25th August 2021

Four-year sentence for counterfeiter

A business owner who manufactured and distributed fake designer clothing has been sentenced to four years in prison.

By JTS Staff
Journal of Trading Standards' in-house team
This was one of the largest operations ever to be disrupted in the city. People may think counterfeiting is a victimless crime, but it's not

A trading standards investigation has resulted in a Birmingham man being jailed for four years for manufacturing and selling fake designer clothes.

Inderjit Sangu, who owned a clothing manufacturing business in Hockley, Birmingham, was sentenced at Birmingham Crown Court on August 23, having previously pleaded guilty to 26 offences under the Trade Marks Act 1994.

His business had produced tens of thousands of counterfeit goods and distributed them to market stall and online sellers across the UK.

On August 27 2019, officers from the National Trading Standards (NTS) Regional Investigation Team (RIT), Birmingham Trading Standards and West Midlands Police executed search warrants on Sangu’s factory and home address.

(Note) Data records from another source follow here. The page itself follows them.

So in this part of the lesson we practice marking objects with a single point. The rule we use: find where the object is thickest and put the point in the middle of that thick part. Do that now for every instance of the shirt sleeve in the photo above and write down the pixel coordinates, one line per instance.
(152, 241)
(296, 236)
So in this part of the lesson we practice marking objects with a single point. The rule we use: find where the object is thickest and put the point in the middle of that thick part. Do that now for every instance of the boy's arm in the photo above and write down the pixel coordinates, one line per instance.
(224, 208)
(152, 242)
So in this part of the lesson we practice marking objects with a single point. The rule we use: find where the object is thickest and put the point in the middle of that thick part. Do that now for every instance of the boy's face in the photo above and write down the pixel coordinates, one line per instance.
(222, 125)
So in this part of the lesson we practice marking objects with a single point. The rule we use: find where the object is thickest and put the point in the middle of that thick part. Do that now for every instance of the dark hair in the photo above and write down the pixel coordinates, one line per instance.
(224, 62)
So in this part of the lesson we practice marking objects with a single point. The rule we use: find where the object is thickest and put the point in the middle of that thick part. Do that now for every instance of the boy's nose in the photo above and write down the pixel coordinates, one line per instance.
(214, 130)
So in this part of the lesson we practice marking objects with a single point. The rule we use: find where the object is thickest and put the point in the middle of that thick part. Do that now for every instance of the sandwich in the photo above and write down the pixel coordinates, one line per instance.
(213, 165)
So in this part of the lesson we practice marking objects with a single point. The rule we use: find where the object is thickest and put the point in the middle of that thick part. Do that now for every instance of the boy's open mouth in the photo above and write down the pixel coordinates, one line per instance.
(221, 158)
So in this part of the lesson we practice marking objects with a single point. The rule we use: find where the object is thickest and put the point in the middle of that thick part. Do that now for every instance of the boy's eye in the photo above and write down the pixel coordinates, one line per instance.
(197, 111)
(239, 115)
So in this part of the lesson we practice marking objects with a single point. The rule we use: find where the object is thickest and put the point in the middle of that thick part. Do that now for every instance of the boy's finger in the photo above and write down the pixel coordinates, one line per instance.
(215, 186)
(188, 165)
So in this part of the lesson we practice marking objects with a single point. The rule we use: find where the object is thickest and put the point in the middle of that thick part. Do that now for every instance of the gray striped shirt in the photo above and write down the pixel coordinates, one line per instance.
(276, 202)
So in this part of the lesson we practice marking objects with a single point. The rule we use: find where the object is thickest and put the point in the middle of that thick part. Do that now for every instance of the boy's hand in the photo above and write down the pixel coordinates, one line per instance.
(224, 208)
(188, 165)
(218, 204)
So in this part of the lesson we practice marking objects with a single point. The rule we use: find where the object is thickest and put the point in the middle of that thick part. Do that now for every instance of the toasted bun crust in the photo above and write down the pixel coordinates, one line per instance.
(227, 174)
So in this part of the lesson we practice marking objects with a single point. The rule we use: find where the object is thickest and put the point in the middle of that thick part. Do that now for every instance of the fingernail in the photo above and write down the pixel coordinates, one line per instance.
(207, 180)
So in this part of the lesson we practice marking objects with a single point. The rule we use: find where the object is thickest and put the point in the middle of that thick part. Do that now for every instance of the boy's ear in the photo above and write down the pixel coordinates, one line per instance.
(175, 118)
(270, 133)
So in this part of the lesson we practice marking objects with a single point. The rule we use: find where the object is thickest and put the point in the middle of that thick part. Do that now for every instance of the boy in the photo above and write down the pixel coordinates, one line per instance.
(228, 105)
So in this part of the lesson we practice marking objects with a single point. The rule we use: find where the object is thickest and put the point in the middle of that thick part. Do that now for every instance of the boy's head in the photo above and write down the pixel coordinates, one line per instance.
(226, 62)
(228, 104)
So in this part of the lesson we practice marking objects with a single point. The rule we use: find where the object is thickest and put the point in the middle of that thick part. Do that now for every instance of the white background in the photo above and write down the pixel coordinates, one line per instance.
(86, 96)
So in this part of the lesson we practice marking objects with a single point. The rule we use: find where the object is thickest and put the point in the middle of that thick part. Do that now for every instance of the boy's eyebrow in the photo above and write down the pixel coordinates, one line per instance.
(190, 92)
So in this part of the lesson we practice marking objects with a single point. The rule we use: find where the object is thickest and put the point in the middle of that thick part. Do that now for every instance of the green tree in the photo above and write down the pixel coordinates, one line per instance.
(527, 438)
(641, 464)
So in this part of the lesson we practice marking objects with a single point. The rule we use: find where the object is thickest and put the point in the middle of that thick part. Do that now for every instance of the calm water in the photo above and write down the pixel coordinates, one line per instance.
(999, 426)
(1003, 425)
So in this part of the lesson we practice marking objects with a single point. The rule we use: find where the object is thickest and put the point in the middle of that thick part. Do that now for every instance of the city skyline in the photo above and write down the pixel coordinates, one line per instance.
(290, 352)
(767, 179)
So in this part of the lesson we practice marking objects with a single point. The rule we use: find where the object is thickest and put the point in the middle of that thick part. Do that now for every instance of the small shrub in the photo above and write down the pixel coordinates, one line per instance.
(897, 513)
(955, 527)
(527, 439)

The raids were carried out as part of Operation Beorma, an ongoing investigation led by the NTS RIT and Birmingham Trading Standards into links between organised crime groups and  counterfeit goods.

Trading standards officers seized fake designer clothing with a street value of approximately £500,000, as well as approximately 40,000 counterfeit branded clothing labels. The fake designer labels included brand names such as Polo Ralph Lauren, Hugo Boss, Nike, Moncler, Versace, Givenchy, Prada and Lacoste.

Three large industrial embroidery and sewing looms were found at the unit and there was clear evidence that counterfeit clothing was being manufactured at the premises on a large scale.

During sentencing, the judge noted there had been “serious planning and pre-meditation” in the counterfeiting operation. He concluded by saying that ‘only a custodial sentence could be justified’.

Councillor Philip Davies, Chair of Birmingham City Council’s Licensing and Public Protection Committee, said: “This was one of the largest operations ever to be disrupted in the city. People may think counterfeiting is a victimless crime, but it’s not.

“Counterfeiting is often linked to organised crime, drugs, modern slavery and child labour. They are ripping off the consumers, legitimate businesses and Inland Revenue. Birmingham Trading Standards will do everything they can to disrupt these organised crime groups who are involved in this illicit business.”

Graham Mogg, Intelligence Co-ordinator for the Anti-Counterfeiting Group, said:

The potential loss to industry was estimated at being more than £5m. Each of the 40,000 labels seized would have been used to create a counterfeit item.”

A Proceeds of Crime Act case will follow later in the year.